Like the other season books, Summer is composed of short essays on things of this world. Several are masterpieces. In "Slugs," these humble creatures, both dignified (being slow) and repulsive, are called "aged majesties, the rulers of the forest floor, emperors of rotted leaves and moist soil." "Wasps" might be the best in the book: We are left (as so often in these essays) with a breathtaking idea: that a wasps' nest is a communal mind, an expression of intricate, purposeful intelligence. In essays like these, subjects glow in the light of fierce attention.
Knausgaard interlards "diaries" of his summer activities, mostly as a dad, and a fictionalized tale of a real-life woman who abandoned her family to run off with a Nazi. We see Knausgaard driving the kids around, dropping off and picking up, bicycling across the landscape, weeding, barbecuing. Like many dads, he's often comic, often perplexed. He enjoys being both with the kids and (with shame) away from them, being both a dad and a writer. I note the near-total absence of his then-wife, fellow novelist Linda Boström, from whom he was divorced last year. These books portray a man all but entirely alone with his children.
Knausgaard does not want to lie to Anne. His view is existentialist and tragic; many essays end with a reminder of death. In "Ladybirds," a swarm of insects leads him to look out over gorgeous Öresund Strait and realize "that one day the world will perish, a day as beautiful and ordinary as this."
Yet he can become transfixed with the glory of the everyday, the wordless eloquence of landscape, sky colors at sunset, the hills of Norway. Such near-ecstatic homage pulls against his insistent darkness. He delivers perhaps his greatest single lesson for Anne near the end, in "Repetition":
The world is untranslatable but it is not incomprehensible, as long as you know the simple rule that nothing of what it expresses through its myriad lives and creatures is followed by a question mark, only by exclamation marks.
Also pervading Summer is art, what it is, why it is crucial.
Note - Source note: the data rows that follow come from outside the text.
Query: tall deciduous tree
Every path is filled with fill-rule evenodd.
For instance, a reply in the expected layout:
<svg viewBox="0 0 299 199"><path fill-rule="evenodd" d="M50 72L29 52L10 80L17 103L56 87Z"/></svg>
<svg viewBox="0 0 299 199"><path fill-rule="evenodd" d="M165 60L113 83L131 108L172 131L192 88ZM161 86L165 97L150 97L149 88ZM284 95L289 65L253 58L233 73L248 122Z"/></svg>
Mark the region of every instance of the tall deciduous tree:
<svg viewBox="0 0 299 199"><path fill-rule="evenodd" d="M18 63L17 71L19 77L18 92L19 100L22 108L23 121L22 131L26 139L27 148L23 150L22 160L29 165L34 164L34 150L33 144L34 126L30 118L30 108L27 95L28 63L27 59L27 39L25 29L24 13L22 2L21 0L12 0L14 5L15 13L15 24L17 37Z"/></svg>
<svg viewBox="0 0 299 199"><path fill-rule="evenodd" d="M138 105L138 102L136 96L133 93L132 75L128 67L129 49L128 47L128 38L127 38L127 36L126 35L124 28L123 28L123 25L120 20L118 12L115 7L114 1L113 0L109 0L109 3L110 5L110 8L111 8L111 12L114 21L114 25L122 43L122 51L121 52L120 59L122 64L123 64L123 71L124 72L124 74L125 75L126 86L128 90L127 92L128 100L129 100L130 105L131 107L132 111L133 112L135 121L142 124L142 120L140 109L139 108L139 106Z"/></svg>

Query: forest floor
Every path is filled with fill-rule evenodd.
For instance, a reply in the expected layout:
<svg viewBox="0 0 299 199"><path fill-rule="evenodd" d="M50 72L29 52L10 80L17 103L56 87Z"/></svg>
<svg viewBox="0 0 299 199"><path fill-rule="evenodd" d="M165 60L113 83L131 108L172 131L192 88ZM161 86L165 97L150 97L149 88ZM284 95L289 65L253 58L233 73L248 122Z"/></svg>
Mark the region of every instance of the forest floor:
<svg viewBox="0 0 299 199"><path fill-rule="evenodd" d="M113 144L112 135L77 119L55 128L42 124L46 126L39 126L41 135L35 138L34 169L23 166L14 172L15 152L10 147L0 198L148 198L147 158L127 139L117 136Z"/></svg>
The diary entry for June 7, 2016, meditates on literary art, why art must be ruthless, tell the truth no matter how we feel about it (as Knausgaard tries to do here). Utterly remarkable, this passage could be a mini-primer for a course on literature. He shows his talent as an art critic in "Backer," a simple yet precise account of a painting by the brilliant Norwegian artist Harriet Backer. And in "Ekelöf" he gives a startling entrée to a great poet's work.